If I didn’t let her wake up on her own, she would often become disoriented and panicked. And it had recently gotten a lot more difficult to calm her down. There was a faint jingling coming from her room, and I thought that the phone had just rung. So as quietly as I could, I hurried in.
It was looming above her. It was looming, or floating, or bending, or– I don’t know. I can’t know. But it had a face, at least one, or a hole in my vision in the shape of it. And it was less than a centimetre away from my Godmother.
She, in her ramblings, had said the angels had the faces of handsome young men and pearly hair, maybe wings made of cardboard, I think? I– It had none of that. It– you’re going to think I’m fucking with you, but I swear, it was entirely made out of eyeballs. And gold. And feathered wings with claws at the ends, thousands of clawed fingers, in fact maybe it had claws instead of feathers. I– it might have been nails. And I could feel the space it occupied staring at her. It was too bright.
I don’t know which of my braincells thought that attacking it would be a good idea. But there I was, leaping to tackle the thing. It had halos, or teeth, or maybe spines wrapped into a loop and it sent sharp pain shooting across my palms. I tried to kick it, maybe even bite it? And then came the sound of bells.
It was so loud that I fell to the floor. No, I threw myself onto the floor and scrambled to cover my ears. And it just rang and rang and bellowed as it throned over my Godmother. And she slept right through it.
I woke up on that floor next to her, laying on my back. And I would have dismissed it all as a nervous breakdown or a dream, if it wasn’t for the scars still bleeding on my hands, and a single, large, white feather on Godmother’s forehead. She just told me she had had a wonderful chat with her angels, and although slightly shellshocked, I put on a pot of tea. It just seemed like the right thing to do, and I tried to forget about the accident the best I could.

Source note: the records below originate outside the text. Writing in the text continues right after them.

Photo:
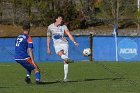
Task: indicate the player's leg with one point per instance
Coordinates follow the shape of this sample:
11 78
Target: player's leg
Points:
37 72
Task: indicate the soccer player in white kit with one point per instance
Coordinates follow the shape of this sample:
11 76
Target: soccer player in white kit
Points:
56 31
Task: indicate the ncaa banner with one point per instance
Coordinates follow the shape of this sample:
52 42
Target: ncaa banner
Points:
128 48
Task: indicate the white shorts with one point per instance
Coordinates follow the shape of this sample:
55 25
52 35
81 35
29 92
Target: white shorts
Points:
61 47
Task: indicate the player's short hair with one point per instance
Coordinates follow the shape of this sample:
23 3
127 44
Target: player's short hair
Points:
26 25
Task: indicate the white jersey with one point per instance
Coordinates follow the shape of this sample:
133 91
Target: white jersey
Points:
57 34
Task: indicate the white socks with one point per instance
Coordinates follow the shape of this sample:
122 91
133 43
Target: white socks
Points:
65 71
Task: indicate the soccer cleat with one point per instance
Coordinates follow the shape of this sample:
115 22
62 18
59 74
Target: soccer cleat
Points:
40 82
28 80
69 61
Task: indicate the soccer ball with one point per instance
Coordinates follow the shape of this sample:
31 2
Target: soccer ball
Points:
87 52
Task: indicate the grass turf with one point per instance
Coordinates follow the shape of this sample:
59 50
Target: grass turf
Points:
85 77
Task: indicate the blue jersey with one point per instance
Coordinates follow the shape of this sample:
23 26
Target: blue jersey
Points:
23 42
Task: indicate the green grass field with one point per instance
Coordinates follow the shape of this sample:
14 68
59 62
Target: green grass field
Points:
85 77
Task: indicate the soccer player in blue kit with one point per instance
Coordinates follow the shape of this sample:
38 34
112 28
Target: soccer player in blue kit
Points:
24 54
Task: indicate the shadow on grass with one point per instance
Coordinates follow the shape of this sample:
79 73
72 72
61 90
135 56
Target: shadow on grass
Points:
72 81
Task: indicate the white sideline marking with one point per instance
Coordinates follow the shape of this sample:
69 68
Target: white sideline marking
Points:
5 65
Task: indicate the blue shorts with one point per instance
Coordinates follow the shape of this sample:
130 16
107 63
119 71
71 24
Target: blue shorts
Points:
27 64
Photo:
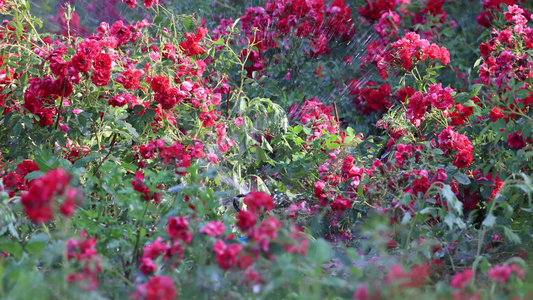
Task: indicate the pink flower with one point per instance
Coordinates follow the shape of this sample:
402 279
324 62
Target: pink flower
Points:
461 279
256 201
500 273
158 288
150 3
212 158
213 228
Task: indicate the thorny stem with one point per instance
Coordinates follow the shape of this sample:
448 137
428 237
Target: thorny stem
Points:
59 112
113 141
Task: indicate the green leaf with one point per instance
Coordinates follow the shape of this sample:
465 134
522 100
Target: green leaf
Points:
461 178
319 251
453 202
12 247
489 221
513 237
37 243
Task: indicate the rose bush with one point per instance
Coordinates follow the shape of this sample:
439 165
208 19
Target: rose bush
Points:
373 149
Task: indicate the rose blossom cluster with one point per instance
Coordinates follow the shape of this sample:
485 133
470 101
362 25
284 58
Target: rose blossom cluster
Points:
409 51
14 181
318 116
449 140
437 97
83 251
179 233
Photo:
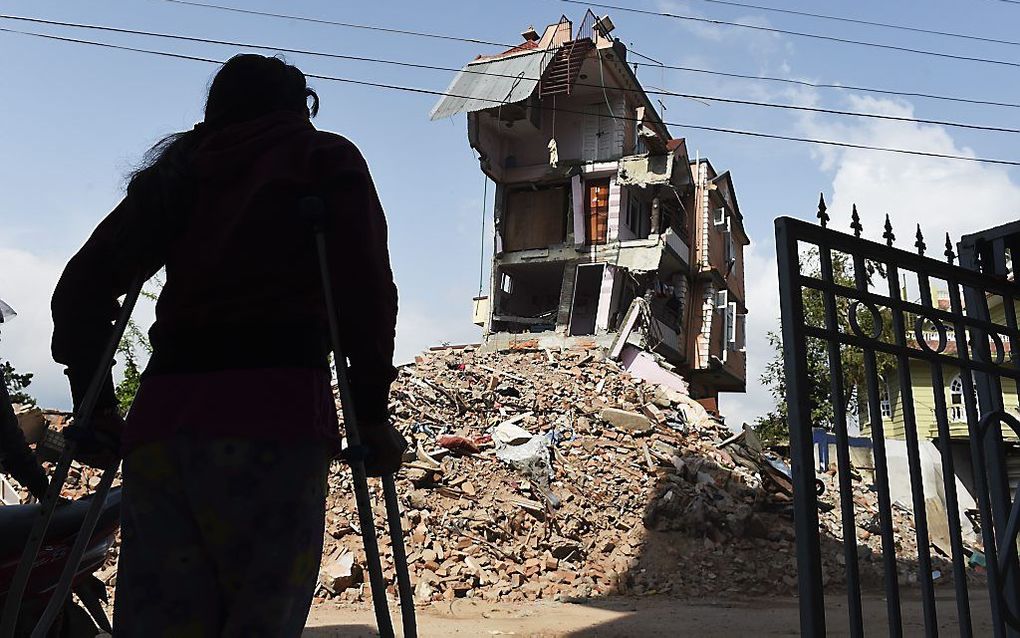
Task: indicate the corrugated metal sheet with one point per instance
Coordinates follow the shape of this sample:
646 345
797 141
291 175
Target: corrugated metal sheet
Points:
513 79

I think her being gone is why I came to talk about it. Why I feel like I can finally talk about it. You see, she never took kindly to her angels being talked badly about. And each time I tried to bring it up, she got upset. I couldn’t do that to either of us.
The… angel accident was two months ago, and she died last week. She wouldn’t wake up when I went into her room, I checked her pulse, and she was gone. She’s buried in the church cemetery. The grieving isn’t easy, even though you’d think I would have gotten a headstart on it.
You won’t believe me, that’s fine. But I did bring you the feather from that morning, and I let your assistant take an image of my hands, just in case you want to at least try.
I don’t go to church, especially not after all this, so I have no priest to confess this to. I think this is as good of a place as any: I wholeheartedly hope that my Godmother is in Hell right now. Because if Heaven is full of those things, I dare not imagine what they are doing to her.